The total consideration paid by HEP for these pipeline and terminal assets was $120 million in cash and 937,500 Class B subordinated units which, subject to certain conditions, will convert into an equal number of HEP common units in five years. HEP financed the Alon transaction through a private offering of $150 million principal amount of 6.25% senior notes due 2015. HEP used the proceeds of the offering to fund the $120 million cash portion of the consideration for the Alon transaction, and used the balance to repay $30 million of outstanding indebtedness under its credit agreement, including $5 million drawn shortly before the closing of the Alon transaction. HEP amended its credit agreement prior to the Alon acquisition and note offering to allow for these events as well as to amend certain of the restrictive covenants. In connection with the Alon transaction, HEP entered into a 15-year pipelines and terminals agreement with Alon. Under this agreement, Alon agreed to transport on the pipelines and throughput volumes through the terminals, a volume of refined products that would result in minimum revenues to HEP of $20.2 million per year. The agreed upon tariffs at the minimum volume commitment will increase or decrease each year at a rate equal to the percentage change in the producer price index, but not below the initial tariffs. Alon’s minimum volume commitment was calculated based on 90% of Alon’s recent usage of these pipeline and terminals taking into account a 5,000 BPSD expansion of Alon’s Big Spring Refinery completed in February 2005. At revenue levels above 105% of the base revenue amount, as adjusted for changes in the producer price index, Alon will receive an annual 50% discount on incremental revenues. Alon’s obligations under the pipelines and terminals agreement may be reduced or suspended under certain circumstances. HEP granted Alon a second mortgage on the pipelines and terminals to secure certain of Alon’s rights under the pipelines and terminals agreement. Alon will have a right of first refusal to purchase the pipelines and terminals if HEP decides to sell them in the future. Additionally, HEP entered into an environmental agreement with Alon with respect to pre-closing environmental costs and liabilities relating to the pipelines and terminals acquired from Alon, under which Alon will indemnify HEP subject to a $100,000 deductible and a $20 million maximum liability cap.

- 11 -


Table of Contents

HOLLY CORPORATION

The acquisition for the Alon pipeline and terminal assets was preliminarily allocated to the individual assets acquired based on their estimated fair values. The final allocation of the consideration is pending an independent appraisal, which is currently expected to be completed by year-end. The aggregate consideration amounted to $146.0 million, which consisted of $24.7 million fair value of HEP’s Class B subordinated units, $120 million in cash and $1.3 million of transaction costs. In accounting for this acquisition, we preliminarily recorded pipeline and terminal assets of $86.3 million and an intangible asset of $59.7 million, representing the value of the 15-year pipelines and terminals agreement for transportation.

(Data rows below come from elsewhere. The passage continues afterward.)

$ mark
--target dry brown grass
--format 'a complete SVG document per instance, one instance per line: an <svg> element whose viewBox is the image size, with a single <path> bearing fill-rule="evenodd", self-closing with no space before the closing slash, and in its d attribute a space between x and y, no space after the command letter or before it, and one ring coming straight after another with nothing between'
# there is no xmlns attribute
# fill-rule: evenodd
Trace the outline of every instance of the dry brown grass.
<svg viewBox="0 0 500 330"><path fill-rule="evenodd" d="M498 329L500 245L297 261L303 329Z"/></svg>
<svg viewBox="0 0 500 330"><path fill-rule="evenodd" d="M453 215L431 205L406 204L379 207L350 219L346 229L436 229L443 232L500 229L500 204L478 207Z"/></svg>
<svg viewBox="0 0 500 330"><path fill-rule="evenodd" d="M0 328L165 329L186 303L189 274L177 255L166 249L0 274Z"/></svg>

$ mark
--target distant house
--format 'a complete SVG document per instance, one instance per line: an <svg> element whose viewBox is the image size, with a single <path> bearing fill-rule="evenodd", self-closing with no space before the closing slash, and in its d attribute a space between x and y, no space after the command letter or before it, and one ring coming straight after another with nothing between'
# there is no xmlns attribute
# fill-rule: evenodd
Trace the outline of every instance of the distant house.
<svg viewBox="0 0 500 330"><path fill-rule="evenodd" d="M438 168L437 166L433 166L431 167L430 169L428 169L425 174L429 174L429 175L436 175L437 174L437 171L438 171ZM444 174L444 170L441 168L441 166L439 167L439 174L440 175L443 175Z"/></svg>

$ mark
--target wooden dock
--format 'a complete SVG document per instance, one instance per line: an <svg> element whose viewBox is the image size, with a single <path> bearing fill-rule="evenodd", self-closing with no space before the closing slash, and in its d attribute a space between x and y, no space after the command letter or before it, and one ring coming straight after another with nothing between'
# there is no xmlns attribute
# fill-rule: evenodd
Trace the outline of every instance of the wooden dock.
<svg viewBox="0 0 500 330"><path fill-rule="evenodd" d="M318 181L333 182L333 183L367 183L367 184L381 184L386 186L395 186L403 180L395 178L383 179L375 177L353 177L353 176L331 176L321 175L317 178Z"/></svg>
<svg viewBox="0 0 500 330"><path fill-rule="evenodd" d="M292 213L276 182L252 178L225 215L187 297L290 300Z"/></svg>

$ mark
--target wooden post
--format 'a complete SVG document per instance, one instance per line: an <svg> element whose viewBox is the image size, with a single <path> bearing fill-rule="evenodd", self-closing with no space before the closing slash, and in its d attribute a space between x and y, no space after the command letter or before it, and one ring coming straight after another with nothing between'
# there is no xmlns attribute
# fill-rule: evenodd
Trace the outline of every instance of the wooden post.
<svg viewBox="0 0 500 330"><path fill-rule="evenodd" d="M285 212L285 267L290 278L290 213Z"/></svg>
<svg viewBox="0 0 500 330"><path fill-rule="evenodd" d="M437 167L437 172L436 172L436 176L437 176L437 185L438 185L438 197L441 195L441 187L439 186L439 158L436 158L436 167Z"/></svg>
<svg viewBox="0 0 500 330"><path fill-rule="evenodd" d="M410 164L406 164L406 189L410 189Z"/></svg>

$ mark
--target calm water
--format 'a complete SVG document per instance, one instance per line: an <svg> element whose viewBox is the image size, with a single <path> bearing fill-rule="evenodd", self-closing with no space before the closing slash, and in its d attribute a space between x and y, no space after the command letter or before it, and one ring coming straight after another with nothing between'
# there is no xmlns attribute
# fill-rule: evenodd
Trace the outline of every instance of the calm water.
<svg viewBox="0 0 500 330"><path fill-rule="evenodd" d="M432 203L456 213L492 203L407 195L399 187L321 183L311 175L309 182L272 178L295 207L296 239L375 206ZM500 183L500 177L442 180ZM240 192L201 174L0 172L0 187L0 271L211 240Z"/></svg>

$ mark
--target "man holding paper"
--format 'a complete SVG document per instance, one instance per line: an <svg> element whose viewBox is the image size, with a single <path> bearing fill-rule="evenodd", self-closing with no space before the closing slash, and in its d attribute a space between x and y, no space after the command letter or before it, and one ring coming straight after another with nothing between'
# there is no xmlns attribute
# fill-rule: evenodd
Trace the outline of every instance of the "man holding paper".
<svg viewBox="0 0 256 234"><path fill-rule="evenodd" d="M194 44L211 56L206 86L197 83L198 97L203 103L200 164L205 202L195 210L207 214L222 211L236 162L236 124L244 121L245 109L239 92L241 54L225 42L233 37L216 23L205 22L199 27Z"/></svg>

Note C: Earnings Per Share

Basic income per share is calculated as net income divided by average number of shares of common stock outstanding. Diluted income per share assumes, when dilutive, issuance of the net incremental shares from stock options and variable performance shares. Income per share amounts reflect the two-for-one stock split in August 2004. The following is a reconciliation of the numerators and denominators of the basic and diluted per share computations for income:

                 
    Three Months Ended  
    March 31,  
    2005     2004  
    (In thousands, except per share data)  
Net income
  $ 13,066     $ 13,962  
 
               
Average number of shares of common stock outstanding
    31,514       31,212  
Effect of dilutive stock options and variable restricted shares
    738       968  
 
           
Average number of shares of common stock outstanding assuming dilution
    32,252       32,180  
 
           
 
               
Income per share – basic
  $ 0.41     $ 0.45  
 
           
 
               
Income per share – diluted
  $ 0.41     $ 0.43  
 
           

Note D: Stock-Based Compensation

We have compensation plans under which certain officers and employees have been granted stock options. All the options have been granted at prices equal to the market value of the shares at the time of the grant and normally expire on the tenth anniversary of the grant date. Our stock-based compensation is measured in accordance with the provisions of Accounting Principles Board Opinion No. 25, “Accounting for Stock Issued to Employees” and related interpretations. Accordingly, no compensation expense is recognized for fixed option plans because the exercise prices of employee stock options equal or exceed the market prices of the underlying stock on the dates of grant.

- 12 -


Table of Contents

HOLLY CORPORATION

The following table represents the effect on net income and earnings per share as if we had applied the fair value based method and recognition provisions of SFAS No. 123, “Accounting for Stock-Based Compensation,” to stock based employee compensation.

                 
    Three Months Ended  
    March 31,  
    2005     2004  
    (In thousands, except per share data)  
Net income, as reported
  $ 13,066     $ 13,962  
Deduct: Total stock-based employee compensation expense determined under the fair value method for all awards, net of related tax effects
    72       83  
 
           
Pro forma net income
  $ 12,994     $ 13,879  
 
           
 
               
Net income per share – basic
               
As reported
  $ 0.41     $ 0.45  
Pro forma
  $ 0.41     $ 0.45  
 
               
Net income per share – diluted
               
As reported
  $ 0.41     $ 0.43  
Pro forma
  $ 0.40     $ 0.43  

We issued 57,075 shares of restricted stock under our Long Term Incentive Compensation Plan during the three months ended March 31, 2005. These shares vest 33.3% on January 1, 2008, 33.3% on January 1, 2009 and 33.4% on January 1, 2010 (with later performance-based vesting in the case of shares granted to certain key executives). During the year ended December 31, 2004 we issued 271,094 shares (net of forfeitures) of restricted stock under our Long Term Incentive Compensation Plan. Of the 271,094 shares issued, 74,450 shares vested in January or February 2005 and 74,450 shares are scheduled to vest on or after January 1, 2006 (with later performance-based vesting after January 1, 2006 in the case of shares granted to certain key executives). The remaining 122,194 shares vest 33.3% on January 1, 2007, 33.3% on January 1, 2008 and 33.4% on January 1, 2009 (with later performance-based vesting in the case of shares granted to certain key executives). We also issued 17,010 shares of restricted stock to outside directors with these shares vesting on the date of the Annual Meeting of Stockholders in 2007. Although ownership in the shares does not transfer to the recipients until the shares vest, recipients have dividend and voting rights on these shares from the date of grant. We are recording the cost of these grants over their corresponding vesting periods and have expensed $1.4 million and $0.2 million for the three months ended March 31, 2005 and 2004, respectively.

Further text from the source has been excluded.